My regular readers know I like to share what I have learned in life in case it will help someone else. With my daughter starting her first year in college this fall, my thoughts naturally turn to my own experiences at the University of Wisconsin-Green Bay.
My first class as a freshman was called Design Methods, a problem-solving course where I had absolutely zero experience. The professor would walk into the room, give a vague assignment and then leave us with instructions to have it done by the next class where each student would discuss how he or she came up with their design. For someone who thrived on clear and precise directions, this was a hard class for me. I liked knowing exactly what was expected so I was sure to do it right.
One assignment was particularly ambiguous. The only thing we were allowed to do was light a candle. From there a series of events had to occur - something had to make a noise for 30 seconds, another object had to travel 24 inches and a flag had to rise 3 feet at the end. The entire sequence had to last exactly one minute.
As usual, I waited until the night before the due date to start the project. I headed downstairs to my parents' basement, searching for materials and broke the assignment down by segment. (Why my mother never asked me what I was doing in the basement for five hours with a cigarette lighter, I do not know.)
First I found an empty 2-liter soda bottle, filled it with water, set it upside down in some kind of holder and attached a string to the cap. Once I lit the candle, it would burn the string allowing the cap to drop and water to pour into a funnel. (The sound of the gurgling water met the noise requirement.) Attached to the funnel was a garden hose which led into an empty ice cream bucket placed on a teeter-totter fashioned out of a 2-by-4-foot wooden plank. When the pail filled with water, the teeter-totter would lower, causing a tennis ball inside an orange juice can to roll down a 2-foot section of a downspout ramp. At the end of the ramp was a small flag attached to a wire coat hanger that had been straightened out, bent over and hooked onto a wooden platform. The ball hitting it was enough to jar the wire loose causing the flag to rise 3 feet. After several trials and alterations, I dragged the contraption to class in a large cardboard box, set it up, lit the candle and took a step back praying for each segment to work properly. Everything went off without a hitch with a total time of 58 seconds, which was better than what I was able to achieve in my parent's basement.
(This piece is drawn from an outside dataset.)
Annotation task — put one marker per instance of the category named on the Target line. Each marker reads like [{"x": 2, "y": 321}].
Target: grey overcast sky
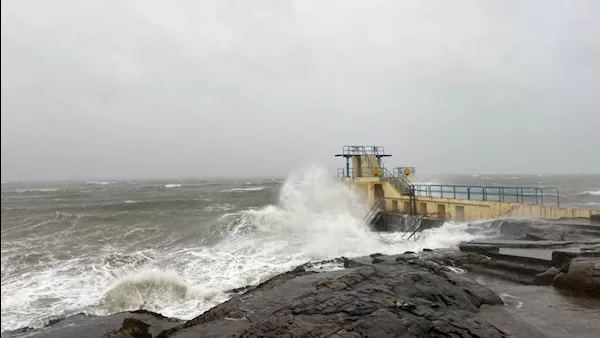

What was fascinating to me was how each student had a different solution to the same problem. My favorite idea was also the simplest. A student stuck a yardstick into a coffee can full of sand to hold the yardstick in place and wrapped a rope several times around it with a weight on it. He lit the candle, releasing the end of the rope and it would slowly unwind around the yardstick and as the weight went down, a flag went up.
What I learned from this course is there can be numerous solutions to the same problem - a valuable lesson not only in the classroom but also for the rest of my life.